In a Victorian house in Oxford, massive mycelial growth was found colonising a wood fuel store in a cellar. The fungus originated from the floor above where rising damp caused by a blocked air brick and soil against an external wall. The unventilated space in the cellar stimulated mycelial growth.

A Victorian dining room was panelled with mahogany veneer curved round the inside of a circular turret, secured by softwood battens. Water seeping in through the exterior wall behind from a broken downpipe had allowed S.lacrymans to colonise the damp softwood battens and expand into the space behind the panelling.

In all these cases the treatment was to expose and ventilate the affected parts of the building, remove as much of the affected timber as feasible, and repair sources of water ingress.

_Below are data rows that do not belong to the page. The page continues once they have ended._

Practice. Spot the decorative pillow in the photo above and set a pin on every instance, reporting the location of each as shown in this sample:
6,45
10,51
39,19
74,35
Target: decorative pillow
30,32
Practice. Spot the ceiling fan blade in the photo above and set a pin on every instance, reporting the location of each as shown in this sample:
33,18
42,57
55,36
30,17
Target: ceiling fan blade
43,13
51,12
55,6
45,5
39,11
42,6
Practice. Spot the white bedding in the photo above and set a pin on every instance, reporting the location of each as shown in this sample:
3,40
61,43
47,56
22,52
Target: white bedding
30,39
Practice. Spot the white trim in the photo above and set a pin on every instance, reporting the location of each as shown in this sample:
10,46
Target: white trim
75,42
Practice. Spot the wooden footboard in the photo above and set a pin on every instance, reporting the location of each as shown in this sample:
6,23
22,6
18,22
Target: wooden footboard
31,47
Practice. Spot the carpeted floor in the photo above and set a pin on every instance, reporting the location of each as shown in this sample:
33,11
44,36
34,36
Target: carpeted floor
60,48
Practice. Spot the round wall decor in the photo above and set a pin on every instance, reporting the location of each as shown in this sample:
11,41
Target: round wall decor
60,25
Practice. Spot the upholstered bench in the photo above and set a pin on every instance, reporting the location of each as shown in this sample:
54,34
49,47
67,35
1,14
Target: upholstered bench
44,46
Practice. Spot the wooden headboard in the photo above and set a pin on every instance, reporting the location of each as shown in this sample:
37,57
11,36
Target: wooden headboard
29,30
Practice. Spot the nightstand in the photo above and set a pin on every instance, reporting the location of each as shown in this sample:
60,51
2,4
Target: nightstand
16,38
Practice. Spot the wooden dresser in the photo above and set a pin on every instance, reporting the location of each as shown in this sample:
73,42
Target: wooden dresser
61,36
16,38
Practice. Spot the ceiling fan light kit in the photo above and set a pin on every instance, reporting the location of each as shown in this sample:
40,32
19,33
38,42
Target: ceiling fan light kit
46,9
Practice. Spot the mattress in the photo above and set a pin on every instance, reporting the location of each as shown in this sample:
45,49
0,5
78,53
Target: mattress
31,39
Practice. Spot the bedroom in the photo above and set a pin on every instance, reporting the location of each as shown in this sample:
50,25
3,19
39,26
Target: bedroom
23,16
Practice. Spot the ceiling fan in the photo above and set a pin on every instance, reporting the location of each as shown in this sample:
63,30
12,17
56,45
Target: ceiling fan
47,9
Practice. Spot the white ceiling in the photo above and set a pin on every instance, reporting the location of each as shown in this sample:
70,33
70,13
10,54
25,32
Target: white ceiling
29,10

Conservative treatment in historic buildings

Where large buildings leaky buildings are uninhabited, as in the case of fire damage or disputed ownership rapid effective remedial treatment may be impossible. AIB application to arrest spread is allowed under a site-by-site HSE experimental license. Electronic damp monitoring is the best safeguard in long-term projects involving neglected buildings.

References

Schmidt, O. (2006). Wood and Tree Fungi: Biology, Damage, Protection and Use. Springer, Belin Heidelberg
Schmidt, O. (2007). Indoor wood-decay basidiomycetes: damage, causal fungi, physiology, identification and characterisation, prevention and control. Mycological Progress 6, 261-279. Lloyd, H. & Singh, J. (2004) Inspection, monitoring and environmental control of timber decay. In:
Building Mycology, ed. Jagjit Singh. E & FN Spon, London. PP. 159-186.
Watkinson, S.C, & Eastwood, D. C. Serpula lacrymans, wood and buildings (2012). In: A.Laskin, Sima Sariaslani and G.Gadd, eds. Advances in Applied Microbiology 78, 121-149.

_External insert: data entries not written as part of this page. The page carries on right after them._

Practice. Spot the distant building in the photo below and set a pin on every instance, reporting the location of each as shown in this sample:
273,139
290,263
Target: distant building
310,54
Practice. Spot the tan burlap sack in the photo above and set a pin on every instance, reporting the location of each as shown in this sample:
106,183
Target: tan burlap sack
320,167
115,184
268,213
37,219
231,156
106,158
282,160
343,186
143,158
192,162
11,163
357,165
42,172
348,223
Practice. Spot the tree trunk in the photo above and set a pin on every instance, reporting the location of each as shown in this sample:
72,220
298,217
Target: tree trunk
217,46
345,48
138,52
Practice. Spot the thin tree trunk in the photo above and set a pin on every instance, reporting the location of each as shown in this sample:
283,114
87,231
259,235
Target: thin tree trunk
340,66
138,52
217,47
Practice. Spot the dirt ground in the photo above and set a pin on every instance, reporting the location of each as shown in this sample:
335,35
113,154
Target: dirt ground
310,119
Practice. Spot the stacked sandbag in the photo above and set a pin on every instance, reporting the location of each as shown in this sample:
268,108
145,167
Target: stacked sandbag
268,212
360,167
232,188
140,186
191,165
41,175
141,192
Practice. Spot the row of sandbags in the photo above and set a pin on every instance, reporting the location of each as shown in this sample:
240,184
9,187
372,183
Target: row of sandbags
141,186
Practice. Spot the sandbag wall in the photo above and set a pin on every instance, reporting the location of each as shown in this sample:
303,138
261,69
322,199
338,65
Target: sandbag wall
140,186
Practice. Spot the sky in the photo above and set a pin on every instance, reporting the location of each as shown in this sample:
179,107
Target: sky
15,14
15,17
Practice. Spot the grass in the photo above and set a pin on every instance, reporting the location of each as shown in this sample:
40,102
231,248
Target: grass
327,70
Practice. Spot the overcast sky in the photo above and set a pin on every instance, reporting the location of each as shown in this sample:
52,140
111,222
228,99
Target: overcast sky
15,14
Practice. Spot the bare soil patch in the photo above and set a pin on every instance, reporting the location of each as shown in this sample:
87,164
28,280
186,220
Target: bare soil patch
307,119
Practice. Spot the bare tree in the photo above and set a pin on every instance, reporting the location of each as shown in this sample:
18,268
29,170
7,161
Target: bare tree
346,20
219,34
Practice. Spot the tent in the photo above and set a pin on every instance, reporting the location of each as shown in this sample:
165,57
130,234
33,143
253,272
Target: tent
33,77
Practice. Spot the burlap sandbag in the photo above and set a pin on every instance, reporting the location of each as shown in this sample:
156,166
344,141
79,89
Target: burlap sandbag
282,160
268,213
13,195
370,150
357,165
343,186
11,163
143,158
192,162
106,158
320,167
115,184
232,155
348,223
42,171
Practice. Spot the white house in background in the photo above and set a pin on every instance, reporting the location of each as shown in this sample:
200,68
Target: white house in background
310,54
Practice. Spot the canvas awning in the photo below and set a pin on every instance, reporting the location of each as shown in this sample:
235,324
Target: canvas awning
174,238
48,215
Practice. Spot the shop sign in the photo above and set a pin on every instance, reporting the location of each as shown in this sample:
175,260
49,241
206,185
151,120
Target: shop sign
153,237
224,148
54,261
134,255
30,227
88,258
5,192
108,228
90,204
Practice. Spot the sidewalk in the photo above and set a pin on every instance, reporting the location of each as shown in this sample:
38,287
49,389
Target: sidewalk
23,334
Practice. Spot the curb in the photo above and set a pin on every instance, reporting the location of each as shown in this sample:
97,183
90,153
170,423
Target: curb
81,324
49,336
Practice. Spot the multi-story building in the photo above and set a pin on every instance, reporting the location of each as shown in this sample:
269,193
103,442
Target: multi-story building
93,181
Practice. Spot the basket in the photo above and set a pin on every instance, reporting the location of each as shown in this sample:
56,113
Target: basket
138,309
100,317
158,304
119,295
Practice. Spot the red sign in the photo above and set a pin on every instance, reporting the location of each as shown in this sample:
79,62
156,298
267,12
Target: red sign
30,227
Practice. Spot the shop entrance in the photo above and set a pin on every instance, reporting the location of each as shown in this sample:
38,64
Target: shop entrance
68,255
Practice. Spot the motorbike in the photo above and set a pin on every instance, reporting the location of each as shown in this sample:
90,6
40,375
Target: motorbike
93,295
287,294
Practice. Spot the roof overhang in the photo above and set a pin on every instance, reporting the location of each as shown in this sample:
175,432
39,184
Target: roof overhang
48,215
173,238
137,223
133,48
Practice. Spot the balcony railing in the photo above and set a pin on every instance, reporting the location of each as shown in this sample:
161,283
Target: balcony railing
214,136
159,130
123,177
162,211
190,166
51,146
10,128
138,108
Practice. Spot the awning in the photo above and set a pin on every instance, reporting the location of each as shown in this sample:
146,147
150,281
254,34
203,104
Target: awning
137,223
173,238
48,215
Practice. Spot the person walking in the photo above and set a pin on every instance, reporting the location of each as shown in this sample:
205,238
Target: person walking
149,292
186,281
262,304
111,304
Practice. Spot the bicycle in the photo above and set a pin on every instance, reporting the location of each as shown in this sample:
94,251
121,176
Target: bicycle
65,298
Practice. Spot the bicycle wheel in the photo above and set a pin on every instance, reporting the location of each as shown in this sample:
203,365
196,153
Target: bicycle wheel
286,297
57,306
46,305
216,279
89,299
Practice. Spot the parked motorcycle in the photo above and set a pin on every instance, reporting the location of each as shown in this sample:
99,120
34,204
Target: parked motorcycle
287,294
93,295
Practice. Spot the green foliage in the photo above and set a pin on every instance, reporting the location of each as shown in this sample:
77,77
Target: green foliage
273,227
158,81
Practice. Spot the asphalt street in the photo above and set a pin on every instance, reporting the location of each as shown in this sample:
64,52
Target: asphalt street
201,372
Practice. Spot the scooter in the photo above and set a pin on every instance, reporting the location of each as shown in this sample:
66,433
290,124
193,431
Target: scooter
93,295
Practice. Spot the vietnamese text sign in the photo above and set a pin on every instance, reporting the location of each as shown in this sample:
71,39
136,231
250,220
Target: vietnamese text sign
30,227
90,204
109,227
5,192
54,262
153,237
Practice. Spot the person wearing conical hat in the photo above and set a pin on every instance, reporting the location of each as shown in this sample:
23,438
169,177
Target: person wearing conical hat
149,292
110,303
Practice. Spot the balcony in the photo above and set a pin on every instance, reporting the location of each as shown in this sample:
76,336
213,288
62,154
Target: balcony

Sarah Watkinson Consulting

Figures

Jay cloth fig 1

Sporophore with rusty red spores, which has formed on top of a Jay cloth.

 

Infected wood fig 2

Infected wood showing cubical cracking and exudation of water by the fungus

 

Infected wood fig 3

Infected wood in a painted door frame. The wood has shrunk and broken into cubes behind the paint skin.

 

Mahogany resistance fig 4

Mycelium growing in a wall cavity from softwood battens behind mahogany panelling. Mahogany resistant to colonisation.

 

S.lacrymans fig 5

Cords of S.lacrymans exposed by removing ceiling plaster. Water ingress from a shrunken lead roof above caused prolonged damp in ceiling battens.

 

Laboratory experiment fig 6

Laboratory experiment demonstrating the chemical 2-aminoisobutyric acid arresting the spread of S.lacrymans. This harmless, but as yet unregistered, substance causes lasting arrest of mycelial extension.